No bicentenário de Bocage

Jorge Abreu

CORRIA tumultuoso o ano de 1765. O homem setecentista vivia num século diferente, num século em que se procurava esquecer o passado e construir um Presente novo. Foi neste ambiente que Bocage viu a luz. Cresceu e gastou os cinco anos, que havia de consagrar à Academia Real da Marinha, em botequins, outeiros e boémias. A sua figura pertence ao número dos característicos frequentadores do Agulheiro dos Sábios, dependência do Nicola.

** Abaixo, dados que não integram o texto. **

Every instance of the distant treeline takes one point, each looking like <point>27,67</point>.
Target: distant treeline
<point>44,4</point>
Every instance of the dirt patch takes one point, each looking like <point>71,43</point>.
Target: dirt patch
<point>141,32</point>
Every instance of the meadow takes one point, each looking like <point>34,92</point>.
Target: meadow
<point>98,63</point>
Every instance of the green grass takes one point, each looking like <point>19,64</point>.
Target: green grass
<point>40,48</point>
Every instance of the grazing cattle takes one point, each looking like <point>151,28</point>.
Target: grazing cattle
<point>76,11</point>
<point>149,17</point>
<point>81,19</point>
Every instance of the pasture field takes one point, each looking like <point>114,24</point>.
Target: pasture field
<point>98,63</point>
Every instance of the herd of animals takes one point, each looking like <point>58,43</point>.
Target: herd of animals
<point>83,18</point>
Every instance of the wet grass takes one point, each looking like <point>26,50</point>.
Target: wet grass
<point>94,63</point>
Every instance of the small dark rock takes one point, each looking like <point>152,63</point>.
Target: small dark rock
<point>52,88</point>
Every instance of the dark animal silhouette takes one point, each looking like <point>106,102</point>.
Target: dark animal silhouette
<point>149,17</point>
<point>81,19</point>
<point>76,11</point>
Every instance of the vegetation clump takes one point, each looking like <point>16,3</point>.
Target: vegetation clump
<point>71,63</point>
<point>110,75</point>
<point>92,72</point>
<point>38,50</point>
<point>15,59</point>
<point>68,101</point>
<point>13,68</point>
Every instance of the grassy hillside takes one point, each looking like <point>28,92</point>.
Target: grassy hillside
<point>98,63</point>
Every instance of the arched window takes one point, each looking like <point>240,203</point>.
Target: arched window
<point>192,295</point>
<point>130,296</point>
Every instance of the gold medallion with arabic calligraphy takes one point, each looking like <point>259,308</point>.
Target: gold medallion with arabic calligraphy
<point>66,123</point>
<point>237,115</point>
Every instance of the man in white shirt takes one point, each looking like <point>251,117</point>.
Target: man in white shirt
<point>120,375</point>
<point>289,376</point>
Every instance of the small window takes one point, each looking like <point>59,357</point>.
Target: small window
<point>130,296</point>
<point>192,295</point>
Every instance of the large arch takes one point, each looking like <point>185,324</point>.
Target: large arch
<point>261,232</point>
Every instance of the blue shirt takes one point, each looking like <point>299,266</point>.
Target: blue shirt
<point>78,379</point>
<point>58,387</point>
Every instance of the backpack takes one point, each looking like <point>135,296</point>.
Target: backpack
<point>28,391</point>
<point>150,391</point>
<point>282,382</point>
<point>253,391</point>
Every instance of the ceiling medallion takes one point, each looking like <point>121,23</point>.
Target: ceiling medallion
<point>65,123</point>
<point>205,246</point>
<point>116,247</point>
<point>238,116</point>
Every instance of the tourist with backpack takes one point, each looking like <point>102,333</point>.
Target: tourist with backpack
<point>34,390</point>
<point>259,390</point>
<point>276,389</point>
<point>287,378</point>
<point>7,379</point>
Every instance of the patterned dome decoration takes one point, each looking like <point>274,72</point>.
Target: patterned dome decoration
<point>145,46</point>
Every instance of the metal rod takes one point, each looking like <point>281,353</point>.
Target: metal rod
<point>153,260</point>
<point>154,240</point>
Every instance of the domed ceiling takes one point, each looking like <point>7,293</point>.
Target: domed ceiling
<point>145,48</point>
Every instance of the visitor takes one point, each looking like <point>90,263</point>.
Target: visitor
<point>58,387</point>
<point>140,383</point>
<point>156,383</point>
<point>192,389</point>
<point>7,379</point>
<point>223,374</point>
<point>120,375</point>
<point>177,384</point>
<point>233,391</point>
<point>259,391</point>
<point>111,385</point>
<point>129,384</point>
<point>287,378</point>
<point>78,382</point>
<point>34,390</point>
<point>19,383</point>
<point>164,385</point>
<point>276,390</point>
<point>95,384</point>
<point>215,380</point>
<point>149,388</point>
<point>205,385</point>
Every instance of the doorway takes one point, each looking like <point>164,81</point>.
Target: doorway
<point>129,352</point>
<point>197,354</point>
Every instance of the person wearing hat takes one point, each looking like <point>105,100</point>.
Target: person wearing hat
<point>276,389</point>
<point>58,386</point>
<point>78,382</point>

Foi neste sórdido meio que cultivou a veia repentista, o pensamento mordaz, a resposta ágil e hilariante, provocadora dum volta face.

Egocentrista, perseguido pela ideia dum segundo Camões, ei-lo, como este, minando-se em Goa conhecendo a vida irreverente e injusta dum vate desconhecido. E é Gertrúria que o conforta e em sonhos o afaga. Volta à Pátria e a Setúbal. Aí sabe da triste (para si) nova: a sua Gertrúria, a sua fiel Gertrúria casara com seu irmão. Pobre poeta! Ei-lo mais trágico do que nunca, reengolindo às mãos cheias a dor que lhe sobejava, recalcando-a bem em si. E os seus versos são os seus confidentes, leais, porque são mudos. Então, Bocage, em tom laudatório, soando a falso, veste-a com o pesado samarrão do léxico arcádico. É o alvor de algo que agora mal se conhece, que é um fito duma revolta, uma esperança que mude a vida que se vive; não interessa se conduzirá a uma Desilusão, o que importa é que se mude o que está mal ou parece está-lo. Vamos encontrar Bocage a estalar a carapaça rígida do arcadismo e a sonhar-se languidamente recostado à sua amada, mas, de súbito, a sua imagem evapora-se e o poeta desfaz-se em angústias e melancolias.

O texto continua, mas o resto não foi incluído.